Tissue Doppler imaging. Ventricular wall motion velocities were assessed by pulsed-wave TDI through an apical four-chamber view as previously described (11,12,13). Sample volumes were placed at the lateral margin of the mitral and tricuspid annulus with care to maintain an angle of <20°. Peak systolic (S′), peak early diastolic (E′), and peak late diastolic (or atrial systolic; A′) myocardial velocities were determined. A typical example of a TDI recording is presented in Figure 1 . Specific time intervals, such as isovolumetric contraction time, isovolumetric relaxation time, and ejection time were determined, and MPI (19) was calculated ( Figure 1 ).

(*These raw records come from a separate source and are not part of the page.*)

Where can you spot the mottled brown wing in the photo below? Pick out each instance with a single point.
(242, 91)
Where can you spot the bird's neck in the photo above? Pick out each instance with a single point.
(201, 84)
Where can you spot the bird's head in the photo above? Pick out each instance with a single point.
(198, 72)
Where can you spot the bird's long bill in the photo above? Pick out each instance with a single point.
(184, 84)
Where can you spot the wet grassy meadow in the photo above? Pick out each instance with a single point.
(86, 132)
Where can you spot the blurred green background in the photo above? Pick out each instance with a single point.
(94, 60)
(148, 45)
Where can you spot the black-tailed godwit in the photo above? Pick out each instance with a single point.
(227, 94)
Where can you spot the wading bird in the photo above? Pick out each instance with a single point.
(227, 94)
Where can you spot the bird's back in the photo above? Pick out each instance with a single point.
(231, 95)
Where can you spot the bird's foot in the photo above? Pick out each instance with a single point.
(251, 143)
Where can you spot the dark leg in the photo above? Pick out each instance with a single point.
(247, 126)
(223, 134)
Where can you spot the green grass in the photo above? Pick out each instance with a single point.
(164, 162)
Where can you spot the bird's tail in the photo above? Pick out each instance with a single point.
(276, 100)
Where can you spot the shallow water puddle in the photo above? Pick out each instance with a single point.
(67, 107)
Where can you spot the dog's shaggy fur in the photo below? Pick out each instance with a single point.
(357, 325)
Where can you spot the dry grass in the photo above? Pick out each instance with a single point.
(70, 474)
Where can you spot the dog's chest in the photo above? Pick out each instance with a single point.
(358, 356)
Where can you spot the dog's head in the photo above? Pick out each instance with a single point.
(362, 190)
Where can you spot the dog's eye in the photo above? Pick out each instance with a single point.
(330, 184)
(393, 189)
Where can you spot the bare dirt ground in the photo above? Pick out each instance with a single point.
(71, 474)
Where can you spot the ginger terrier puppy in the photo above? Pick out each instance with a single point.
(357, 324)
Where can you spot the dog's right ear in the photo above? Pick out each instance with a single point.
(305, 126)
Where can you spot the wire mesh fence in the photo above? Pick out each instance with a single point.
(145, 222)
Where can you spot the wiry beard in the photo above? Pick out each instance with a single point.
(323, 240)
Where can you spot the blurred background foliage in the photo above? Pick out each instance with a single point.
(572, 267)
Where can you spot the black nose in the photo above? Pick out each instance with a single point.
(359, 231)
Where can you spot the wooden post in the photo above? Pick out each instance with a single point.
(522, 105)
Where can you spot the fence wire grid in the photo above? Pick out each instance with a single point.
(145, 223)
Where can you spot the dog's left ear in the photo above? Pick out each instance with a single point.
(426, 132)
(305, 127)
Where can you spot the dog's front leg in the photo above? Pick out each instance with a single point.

Additional Investigations and Clinical Data

Blood samples for complete blood count, chemistry, and BNP measurements (fluorescence immunoassay, Triage BNP test; BiositeDiagnositics, San Diego, CA) were obtained on the second and fifth postnatal day simultaneously with clinically indicated blood sampling. Blood pressure measurements were performed prior to echocardiographic examination with a Dinamap Critikon oscillometric device (Critikon, Tampa, FL) using cuffs of appropriate size. Three consecutive measurements were obtained and averaged.

Information regarding maternal demographics, pregnancy characteristics, and fetal ultrasound biometry were collected from obstetrical files. Data regarding neonatal characteristics and morbidities were also recorded. Clinical data are presented in detail in Table 1 .

Statistical Analysis

Sample size estimations were based on preliminary measurements obtained from 10 IUGR–AGA pairs. These data revealed significant differences in MPI between the two groups, with the smaller difference noted in LV MPI (IUGR: 0.58 ± 0.20; AGA: 0.42 ± 0.18; net difference: 0.16). Therefore, at least 30 IUGR–AGA pairs would be needed in order to detect a similar difference at a significance level of 0.05 with 90% power. Categorical variables were compared using the χ2 test (or the Fisher’s exact test, as appropriate), whereas continuous variables were compared with the Mann–Whitney U-test. Comparisons between IUGR and AGA neonates on the same postnatal day were performed using multiple regression models with adjustment for potential confounding factors (gender, gestational age, birth weight, heart rate, smoking in pregnancy, gestational diabetes, hypertensive disorders of pregnancy, absent or reversed end-diastolic flow in umbilical artery Doppler, prenatal glucocorticoid administration, hemoglobin levels, and use of methylxanthines) (Supplementary Table S1 online). Between-group changes over time were assessed by two-way repeated measurements ANOVA, whereas within-group second-to-fifth postnatal day comparisons were performed by paired t-test. Intraobserver reliability was determined by calculating intraclass correlation coefficients using multiple echocardiographic measurements from 20 randomly selected neonates. This analysis showed high intraclass coefficients of agreement (between 0.87 and 0.93—data not shown) for all echocardiographic parameters. Statistical analyses were performed using the SPSS software version 17.0 (SPSS, Chicago, IL)

Disclosure

The authors have no conflicts of interest or financial relationships relevant to this article to disclose.